Posted: By Jon Peddie 07.14.20
|Ripping threads with AMD. (Source: Siora Photography)|
AMD has been demonstrating the scalability of the Zen core design with Epyc, Ryzen, and now Threadripper processors for over two years now, and doesn’t seem to be slowing down. The result has been design win after design win, entry into segments the company hasn’t been in for many years, and newfound respect from the industry.
With the introduction of the Threadripper Pro 39xxWX, AMD has blown the top off of the workstation market in multiple vectors. The largest memory space: 2 TB DDR5, the most cores at 64 per processor, highest clock in a workstation processor (4.3 GHz), and, a tier-one hero OEM partner, Lenovo, with others on the way. (See story at TechWatch).

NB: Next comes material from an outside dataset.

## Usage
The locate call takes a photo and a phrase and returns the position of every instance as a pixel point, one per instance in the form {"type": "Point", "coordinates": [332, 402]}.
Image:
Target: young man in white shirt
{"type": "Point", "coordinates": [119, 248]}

The new Threadripper is a great proposition for customers. With that large memory space and high core count, the Threadriper eliminates the need for an additional processor for many workstation applications resulting in big savings and better performance.
I wonder why AMD’s share price keeps going up?
AMD introduced four new Threadripper segments with the Pro and 85 possible configurations.
|AMD Ryzen Threadripper Pro||Cores/threads||Clock: Boost/base, GHz||Total (l2+l3) cache, MB|
|AMD Threadripper Pro product categories. (Source: AMD)|
AMD says the 3995WX can outperform two Intel Xeon 8280s by 27%, and on Xeon 3275 by 136%, running Cinebench R20 NT. Cinebench Release 20 reflects the overall advancements to CPU and rendering technology.
|AMD Threadripper Pro 3995WX beats the cinemarks out of Xeon. (Source: AMD)|
The Cinebench R20 Single-Core Score tells you how fast the CPU is when only a single Core is used. This is often a good metric for Software and Viewport snappiness and overall active work performance.
|Lenovo’s new ThinkStation 620 powered by AMD Threadripping processor. (Source: CDC)|
Lenovo says they worked with AMD to develop an air-cooled design.
Lenovo and their subcontractors designed the motherboard that is used in the Lenovo ThinkStation P620 workstation. As of now, AMD doesn’t have any plans to release the design to COTS mobo suppliers and will only offer it to qualified OEMs and maybe some SIs. AMD also introduced a new chipset for the 39xxWX, the SWXS.
What do we think?
AMD has beaten Moore’s Law’s; flattening the curve by going to a chiplet design. If one Zen chiplet has 8-cores, then there are 8 such chiplets in the Threadripper Pro, plus some other bits. A smaller die, even at 7 nm, will give a higher yield per wafer. If AMD has a robust and high-performance network fabric that allows all those die to sing in harmony, on time, and in tune, then the scaling opportunities are exciting. Where Amdahl’s law will kick in, we don’t know, but surely AMD does. And that asymptote may be somewhat mitigated by caches, which AMD has expanded in the Pro.
AMD is definitely on a winning track and should be able to parlay this Zen design for the next four to five years.